By decoding signals coming from neurons, scientists at the
California Institute of Technologyhave confirmed that an area of the brain known as the ventrolateral prefrontal cortex (vPF) is involved in the planning stages of movement, that instantaneous flicker of time when we contemplate moving a hand or other limb.
The work has implications for the development of a neural prosthesis, a brain-machine interface that will give paralyzed people the ability to move and communicate simply by thinking.
By piggybacking on therapeutic work being conducted on epileptic patients, Daniel Rizzuto, a postdoctoral scholar in the lab of Richard Andersen, the Boswell Professor of Neuroscience, was able to predict where a target the patient was looking at was located, and also where the patient was going to move his hand.
Most research in this field involves tapping into the areas of the brain that directly control motor actions, hoping that this will give patients the rudimentary ability to move a cursor, say, or a robotic arm with just their thoughts. Andersen, though, is taking a different tack. Instead of the primary motor areas, he taps into the planning stages of the brain, the posterior parietal and premotor areas.
Rizzuto looked at another area of the brain to see if planning could take place there as well. Until this work, the idea that spatial processing or movement planning took place in the ventrolateral prefrontal cortex has been a highly contested one. "Just the fact that these spatial signals are there is important," he says. "Based upon previous work in monkeys, people were saying this was not the case."

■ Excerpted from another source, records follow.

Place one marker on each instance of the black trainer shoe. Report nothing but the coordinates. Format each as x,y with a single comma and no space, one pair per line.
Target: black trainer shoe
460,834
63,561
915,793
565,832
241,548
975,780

Rizzuto's work is the first to show these spatial signals exist in humans.
Rizzuto took advantage of clinical work being performed by Adam Mamelak, a neurosurgeon at
"So for a couple of weeks these patients are lying there, bored, waiting for a seizure," says Rizzuto, "and I was able to get their permission to do my study, taking advantage of the electrodes that were already there." The patients watched a computer screen for a flashing target, remembered the target location through a short delay, then reached to that location. "Obviously a very basic task," he says.

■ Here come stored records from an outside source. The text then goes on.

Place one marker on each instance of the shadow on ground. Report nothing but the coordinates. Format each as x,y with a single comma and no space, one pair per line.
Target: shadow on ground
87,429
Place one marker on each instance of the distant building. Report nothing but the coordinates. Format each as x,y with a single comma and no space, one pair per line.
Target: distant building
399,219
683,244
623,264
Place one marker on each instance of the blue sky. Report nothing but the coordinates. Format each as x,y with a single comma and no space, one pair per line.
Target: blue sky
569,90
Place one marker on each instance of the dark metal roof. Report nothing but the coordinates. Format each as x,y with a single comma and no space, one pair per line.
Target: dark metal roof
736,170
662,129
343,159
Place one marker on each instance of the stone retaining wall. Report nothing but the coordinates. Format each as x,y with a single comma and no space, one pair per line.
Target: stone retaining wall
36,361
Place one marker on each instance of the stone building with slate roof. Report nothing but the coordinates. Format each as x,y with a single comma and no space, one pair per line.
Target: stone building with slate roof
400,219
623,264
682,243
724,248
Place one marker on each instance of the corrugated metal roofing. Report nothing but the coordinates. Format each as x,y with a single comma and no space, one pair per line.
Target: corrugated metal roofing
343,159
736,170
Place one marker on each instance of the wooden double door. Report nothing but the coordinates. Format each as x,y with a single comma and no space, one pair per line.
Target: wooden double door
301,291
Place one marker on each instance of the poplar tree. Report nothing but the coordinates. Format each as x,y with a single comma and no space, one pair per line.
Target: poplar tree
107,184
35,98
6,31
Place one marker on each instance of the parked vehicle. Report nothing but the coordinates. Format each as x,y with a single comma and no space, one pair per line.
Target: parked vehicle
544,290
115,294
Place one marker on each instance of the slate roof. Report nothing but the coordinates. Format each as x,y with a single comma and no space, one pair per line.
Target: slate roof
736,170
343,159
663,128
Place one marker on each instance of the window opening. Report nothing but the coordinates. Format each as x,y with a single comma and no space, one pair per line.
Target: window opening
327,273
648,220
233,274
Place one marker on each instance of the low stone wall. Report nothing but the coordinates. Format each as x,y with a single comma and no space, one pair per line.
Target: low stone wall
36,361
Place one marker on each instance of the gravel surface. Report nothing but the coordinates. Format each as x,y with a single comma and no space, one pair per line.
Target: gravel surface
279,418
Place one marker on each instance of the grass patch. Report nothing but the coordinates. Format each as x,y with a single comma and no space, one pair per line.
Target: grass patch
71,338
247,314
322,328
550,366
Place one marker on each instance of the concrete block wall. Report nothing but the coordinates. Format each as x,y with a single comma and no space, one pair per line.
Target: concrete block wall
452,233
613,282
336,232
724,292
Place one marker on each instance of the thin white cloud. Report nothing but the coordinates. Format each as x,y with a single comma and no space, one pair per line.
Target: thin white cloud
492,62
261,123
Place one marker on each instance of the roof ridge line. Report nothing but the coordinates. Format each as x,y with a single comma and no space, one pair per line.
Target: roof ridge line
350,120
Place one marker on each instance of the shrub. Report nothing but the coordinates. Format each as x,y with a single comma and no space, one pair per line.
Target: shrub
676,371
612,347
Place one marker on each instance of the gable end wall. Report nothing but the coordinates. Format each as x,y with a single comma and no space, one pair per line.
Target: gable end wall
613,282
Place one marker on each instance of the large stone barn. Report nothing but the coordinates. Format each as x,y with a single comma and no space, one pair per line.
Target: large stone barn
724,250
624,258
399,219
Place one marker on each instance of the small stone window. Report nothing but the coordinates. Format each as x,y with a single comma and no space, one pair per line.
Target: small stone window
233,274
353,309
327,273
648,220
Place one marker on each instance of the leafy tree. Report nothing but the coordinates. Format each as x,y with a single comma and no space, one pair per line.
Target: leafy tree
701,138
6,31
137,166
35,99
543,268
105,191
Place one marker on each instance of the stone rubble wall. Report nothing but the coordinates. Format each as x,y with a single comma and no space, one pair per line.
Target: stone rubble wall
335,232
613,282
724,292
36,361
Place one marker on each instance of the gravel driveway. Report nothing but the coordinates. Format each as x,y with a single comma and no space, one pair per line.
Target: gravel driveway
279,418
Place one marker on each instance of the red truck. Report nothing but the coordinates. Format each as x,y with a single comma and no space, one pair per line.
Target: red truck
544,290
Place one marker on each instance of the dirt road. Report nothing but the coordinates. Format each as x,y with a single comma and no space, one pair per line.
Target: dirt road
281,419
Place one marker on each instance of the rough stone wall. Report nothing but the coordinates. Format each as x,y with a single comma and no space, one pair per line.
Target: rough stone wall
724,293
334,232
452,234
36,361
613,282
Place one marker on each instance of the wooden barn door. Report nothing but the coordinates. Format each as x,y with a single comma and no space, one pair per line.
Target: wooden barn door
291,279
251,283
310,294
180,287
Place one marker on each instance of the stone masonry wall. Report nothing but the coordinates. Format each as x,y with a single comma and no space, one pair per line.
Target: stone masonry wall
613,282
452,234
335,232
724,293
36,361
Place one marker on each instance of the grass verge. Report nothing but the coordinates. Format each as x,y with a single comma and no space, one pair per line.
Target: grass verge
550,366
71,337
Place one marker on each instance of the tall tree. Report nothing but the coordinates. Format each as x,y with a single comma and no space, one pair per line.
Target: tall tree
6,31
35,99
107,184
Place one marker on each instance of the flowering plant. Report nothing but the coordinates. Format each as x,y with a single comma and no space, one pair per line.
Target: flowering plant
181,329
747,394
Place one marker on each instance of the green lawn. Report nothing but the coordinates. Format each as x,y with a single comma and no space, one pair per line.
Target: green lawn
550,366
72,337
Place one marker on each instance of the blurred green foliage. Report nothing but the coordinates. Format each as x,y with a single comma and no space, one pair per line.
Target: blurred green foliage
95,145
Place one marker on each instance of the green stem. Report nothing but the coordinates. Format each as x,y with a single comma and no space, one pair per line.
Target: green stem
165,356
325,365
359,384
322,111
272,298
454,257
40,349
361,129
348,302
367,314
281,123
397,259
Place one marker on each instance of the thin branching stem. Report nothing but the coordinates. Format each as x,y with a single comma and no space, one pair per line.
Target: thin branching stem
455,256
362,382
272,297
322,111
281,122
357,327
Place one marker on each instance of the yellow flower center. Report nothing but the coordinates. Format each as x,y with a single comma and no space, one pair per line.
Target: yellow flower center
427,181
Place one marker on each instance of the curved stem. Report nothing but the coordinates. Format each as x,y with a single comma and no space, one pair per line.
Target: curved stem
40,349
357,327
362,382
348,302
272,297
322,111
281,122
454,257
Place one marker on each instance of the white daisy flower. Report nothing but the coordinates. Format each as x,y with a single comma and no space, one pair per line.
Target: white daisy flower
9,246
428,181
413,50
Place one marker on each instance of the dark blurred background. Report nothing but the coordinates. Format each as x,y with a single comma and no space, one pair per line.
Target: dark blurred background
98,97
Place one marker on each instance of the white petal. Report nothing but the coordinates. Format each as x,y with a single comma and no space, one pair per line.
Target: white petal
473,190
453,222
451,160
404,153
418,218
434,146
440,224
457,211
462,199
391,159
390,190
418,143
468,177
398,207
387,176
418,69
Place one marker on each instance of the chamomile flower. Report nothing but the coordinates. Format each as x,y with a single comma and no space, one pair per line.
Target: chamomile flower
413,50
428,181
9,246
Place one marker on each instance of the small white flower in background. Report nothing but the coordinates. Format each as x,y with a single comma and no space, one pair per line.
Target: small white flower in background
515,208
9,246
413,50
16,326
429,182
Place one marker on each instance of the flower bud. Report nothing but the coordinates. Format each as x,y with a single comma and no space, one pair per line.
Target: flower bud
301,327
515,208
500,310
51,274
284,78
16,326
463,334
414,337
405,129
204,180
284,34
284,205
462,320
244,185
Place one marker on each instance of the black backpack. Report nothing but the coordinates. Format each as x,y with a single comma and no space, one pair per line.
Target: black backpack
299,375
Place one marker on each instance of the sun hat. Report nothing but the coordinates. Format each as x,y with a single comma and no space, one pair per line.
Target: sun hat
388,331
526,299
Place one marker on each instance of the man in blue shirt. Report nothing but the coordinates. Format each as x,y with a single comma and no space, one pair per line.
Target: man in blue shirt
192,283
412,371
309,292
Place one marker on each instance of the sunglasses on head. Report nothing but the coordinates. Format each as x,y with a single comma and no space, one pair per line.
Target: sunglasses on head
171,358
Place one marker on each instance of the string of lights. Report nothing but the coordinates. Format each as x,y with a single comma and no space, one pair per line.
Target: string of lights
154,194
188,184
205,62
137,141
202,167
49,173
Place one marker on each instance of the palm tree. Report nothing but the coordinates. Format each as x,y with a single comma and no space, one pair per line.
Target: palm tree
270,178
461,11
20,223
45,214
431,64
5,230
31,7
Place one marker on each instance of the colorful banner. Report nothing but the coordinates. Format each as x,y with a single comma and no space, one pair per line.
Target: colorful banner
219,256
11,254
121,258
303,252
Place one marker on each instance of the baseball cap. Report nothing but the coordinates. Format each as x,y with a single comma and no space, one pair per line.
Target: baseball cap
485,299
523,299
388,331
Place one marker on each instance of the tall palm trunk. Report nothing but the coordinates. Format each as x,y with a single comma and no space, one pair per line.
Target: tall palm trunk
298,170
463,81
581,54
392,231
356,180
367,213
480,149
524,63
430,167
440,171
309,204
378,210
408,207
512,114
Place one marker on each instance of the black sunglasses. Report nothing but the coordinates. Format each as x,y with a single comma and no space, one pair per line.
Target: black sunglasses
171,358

"We were looking for the brain regions that may be contributing to planned movements. And what I was able to show is that a part of the brain called the ventrolateral prefrontal cortex is indeed involved in planning these movements." Just by analyzing the brain activity from the implanted electrodes using software algorithms that he wrote, Rizzuto was able to tell with very high accuracy where the target was located while it was on the screen, and also what direction the patient was going to reach to when the target wasn't even there.
Unlike most labs doing this type of research, Andersen's lab is looking at the planning areas of the brain rather than the primary motor area of the brain, because they believe the planning areas are less susceptible to damage. "In the case of a spinal cord injury," says Rizzuto, "communication to and from the primary motor cortex is cut off."
But the brain still performs the computations associated with planning to move.
"So if we can tap into the planning computations and decode where a person is thinking of moving," he says, then it just becomes an engineering problem - the person can be hooked up to a computer where he can move a cursor by thinking, or can even be attached to a robotic arm.
Andersen notes, "Dan's results are remarkable in showing that the human ventral prefrontal cortex, an area previously implicated in processing information about objects, also processes the intentions of subjects to make movements. This research adds ventral prefrontal cortex to the list of candidate brain areas for extracting signals for neural prosthetics applications."
In Andersen's lab, Rizzuto's goal is to take the technology they've perfected in animal studies to human clinical trials. "I've already met with our first paralyzed patient, and graduate student Hilary Glidden and I are now doing noninvasive studies to see how the brain reorganizes after paralysis," he says.
If it does reorganize, he notes, all the technology that has been developed in non-paralyzed humans may not work. "This is why we think our approach may be better, because we already know that the primary motor area shows pathological reorganization and degeneration after paralysis. We think our area of the brain is going to reorganize less, if at all. After this we hope to implant paralyzed patients with electrodes so that they may better communicate with others and control their environment."